Axiome V - La proposition négative ne sépare pas du sujet tout ce qui est contenu dans la compréhension de l'attribut, mais elle sépare seulement l'idée totale et entière composée de tous ces attributs unis. Si je dis qu'Arielle Dombasle n'est pas la femme de Jean-Pierre Pernaut, je n'affirme pas pour autant qu'elle n'est pas une femme, ni qu'elle n'est l'épouse de personne.
En revanche, la proposition négative sépare du sujet l'idée de l'attribut dans toute son extension. Si je dis que l'homme n'est pas un être insensible, je veux dire qu'il n'est aucun des êtres insensibles (cailloux, bouts de bois, Michel Sardou, etc.) et je les sépare donc tous de lui. Si je dis que Benjamin Castaldi n'est pas un animal doué de raison, je veux dire qu'il n'est aucun des animaux doués de raison : c'est une simple bête brute réduite à des instincts primaires (faire de l'audience, racoler, inciter des jeunes à utiliser des numéros de téléphone surtaxés, etc.), il n'est ni véritablement humain, ni véritablement dauphin, encore moins félin.
Axiome VI - L'attribut d'une proposition négative est toujours pris généralement. En d'autres termes, tous les sujets d'une idée qui est niée d'une autre sont aussi niés de cette autre idée.

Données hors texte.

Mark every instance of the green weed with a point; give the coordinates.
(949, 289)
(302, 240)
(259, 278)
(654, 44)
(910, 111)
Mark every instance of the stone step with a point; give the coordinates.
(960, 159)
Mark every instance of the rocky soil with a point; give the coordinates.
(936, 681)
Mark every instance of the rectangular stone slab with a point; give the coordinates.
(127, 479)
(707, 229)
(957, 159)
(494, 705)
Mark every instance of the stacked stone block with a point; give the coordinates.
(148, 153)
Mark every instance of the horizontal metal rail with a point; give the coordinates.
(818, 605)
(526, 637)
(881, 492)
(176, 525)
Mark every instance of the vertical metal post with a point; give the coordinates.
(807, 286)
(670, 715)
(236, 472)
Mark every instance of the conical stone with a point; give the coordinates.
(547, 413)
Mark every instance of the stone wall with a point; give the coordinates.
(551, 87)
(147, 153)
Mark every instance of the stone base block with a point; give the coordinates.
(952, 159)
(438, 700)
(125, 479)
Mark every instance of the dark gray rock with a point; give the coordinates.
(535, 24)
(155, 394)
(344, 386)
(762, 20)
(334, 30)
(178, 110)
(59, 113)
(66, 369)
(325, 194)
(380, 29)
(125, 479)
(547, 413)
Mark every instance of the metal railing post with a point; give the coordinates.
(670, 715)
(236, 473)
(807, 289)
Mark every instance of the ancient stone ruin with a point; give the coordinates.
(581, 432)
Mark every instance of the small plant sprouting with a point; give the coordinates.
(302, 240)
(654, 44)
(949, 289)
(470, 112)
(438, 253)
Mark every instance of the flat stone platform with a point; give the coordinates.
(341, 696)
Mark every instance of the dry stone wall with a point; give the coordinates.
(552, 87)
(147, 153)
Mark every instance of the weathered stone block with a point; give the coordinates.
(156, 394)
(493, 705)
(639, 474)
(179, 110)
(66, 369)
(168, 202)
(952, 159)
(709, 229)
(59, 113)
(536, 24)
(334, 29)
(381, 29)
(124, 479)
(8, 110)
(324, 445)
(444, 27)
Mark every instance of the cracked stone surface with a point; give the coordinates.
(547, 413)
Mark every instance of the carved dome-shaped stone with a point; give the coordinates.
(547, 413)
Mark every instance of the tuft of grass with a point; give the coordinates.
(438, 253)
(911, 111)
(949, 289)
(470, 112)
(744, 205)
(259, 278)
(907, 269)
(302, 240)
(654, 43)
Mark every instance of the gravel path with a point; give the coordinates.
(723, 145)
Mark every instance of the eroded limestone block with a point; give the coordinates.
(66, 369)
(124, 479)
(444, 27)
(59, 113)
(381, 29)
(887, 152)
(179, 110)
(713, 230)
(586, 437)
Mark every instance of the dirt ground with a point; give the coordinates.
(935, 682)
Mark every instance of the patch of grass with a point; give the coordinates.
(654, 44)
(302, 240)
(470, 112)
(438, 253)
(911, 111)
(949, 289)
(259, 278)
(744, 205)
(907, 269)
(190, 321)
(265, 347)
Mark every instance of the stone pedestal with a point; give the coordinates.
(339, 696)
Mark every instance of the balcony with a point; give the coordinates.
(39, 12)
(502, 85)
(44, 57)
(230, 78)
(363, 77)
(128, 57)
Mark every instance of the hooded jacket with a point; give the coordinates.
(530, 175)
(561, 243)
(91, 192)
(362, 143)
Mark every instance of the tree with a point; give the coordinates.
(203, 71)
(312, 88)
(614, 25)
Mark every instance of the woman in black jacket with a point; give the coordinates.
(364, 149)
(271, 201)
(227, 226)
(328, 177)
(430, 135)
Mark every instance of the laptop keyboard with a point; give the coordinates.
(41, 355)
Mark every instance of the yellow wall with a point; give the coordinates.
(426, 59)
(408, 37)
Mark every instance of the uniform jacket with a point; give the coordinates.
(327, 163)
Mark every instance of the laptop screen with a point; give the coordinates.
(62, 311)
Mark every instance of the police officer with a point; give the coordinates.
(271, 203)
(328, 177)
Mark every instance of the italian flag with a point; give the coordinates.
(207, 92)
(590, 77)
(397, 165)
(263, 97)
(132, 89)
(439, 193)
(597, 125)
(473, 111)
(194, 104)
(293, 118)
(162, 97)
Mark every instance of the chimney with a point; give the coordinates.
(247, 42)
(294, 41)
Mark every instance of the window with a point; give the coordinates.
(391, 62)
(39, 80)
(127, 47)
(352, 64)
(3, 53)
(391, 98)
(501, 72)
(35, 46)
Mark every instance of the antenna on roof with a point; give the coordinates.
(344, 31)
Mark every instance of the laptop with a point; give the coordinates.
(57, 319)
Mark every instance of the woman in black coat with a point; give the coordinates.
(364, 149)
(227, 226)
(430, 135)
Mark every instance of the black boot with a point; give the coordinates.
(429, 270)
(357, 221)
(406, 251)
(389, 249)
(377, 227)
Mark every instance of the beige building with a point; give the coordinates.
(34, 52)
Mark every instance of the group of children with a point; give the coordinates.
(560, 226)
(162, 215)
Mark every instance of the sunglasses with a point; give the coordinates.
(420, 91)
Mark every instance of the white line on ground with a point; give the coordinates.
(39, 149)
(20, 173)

Si je dis que les carrés ne sont pas des triangles, "tout ce qui est triangle (c'est-à-dire toutes les espèces de triangles ?) sera nié du carré". En d'autres termes encore, si on nie le genre, on nie aussi l'espèce, car l'espèce est un sujet du genre.
Les propositions négatives séparent donc l'attribut du sujet selon toute l'extension de l'attribut, mais elles séparent aussi cet attribut du sujet selon toute l'extension qu'a le sujet dans la proposition : elle l'en sépare universellement si le sujet est universel (si je dis que "nul chanteur français des années 60 ne s'appelle Plastic", je sépare tous les individus prénommés Plastic de tous les chanteurs français des années 60) ; elle l'en sépare particulièrement si le sujet est particulier (si je dis que "certains chanteurs français des années 70 ne s'appellent pas Michel", je ne sépare le fait de se prénommer Michel que d'une partie - infime ! - des chanteurs français des années 70) .
Axiome VII - Tout attribut nié d'un sujet est nié de tout ce qui est contenu dans l'étendue qu'a ce sujet dans la proposition.
Comme il est impossible qu'on sépare deux choses totalement sans que cette séparation ne soit mutuelle et réciproque, il est évident que si je dis que nul homme n'est un caillou, je peux aussi dire que nul caillou n'est un homme.
Règle III - Les propositions universelles négatives peuvent se convertir simplement en changeant l'attribut en sujet, et en conservant à cet attribut devenu sujet la même universalité qu'avait le premier sujet (l'attribut d'une proposition négative étant toujours pris universellement puisqu'il est nié selon toute son étendue).
En revanche, on ne peut convertir une proposition négative particulière : si je dis que certains hommes ne sont pas animateurs de TF1, je ne peux pas dire pour autant que certains animateurs de TF1 ne sont pas humains (quoique ... mauvais exemple). L'attribut d'une proposition négative étant toujours universel, la conversion rendrait ici universel quelque chose qui n'était que particulier lorsqu'il était sujet de ma proposition de départ : "certaines figures ne sont pas des triangles" (je ne parle que de certaines figures en particulier) ne peut être converti en "certains triangles ne sont pas des figures" (où "figure", en devenant attribut, est devenu universel).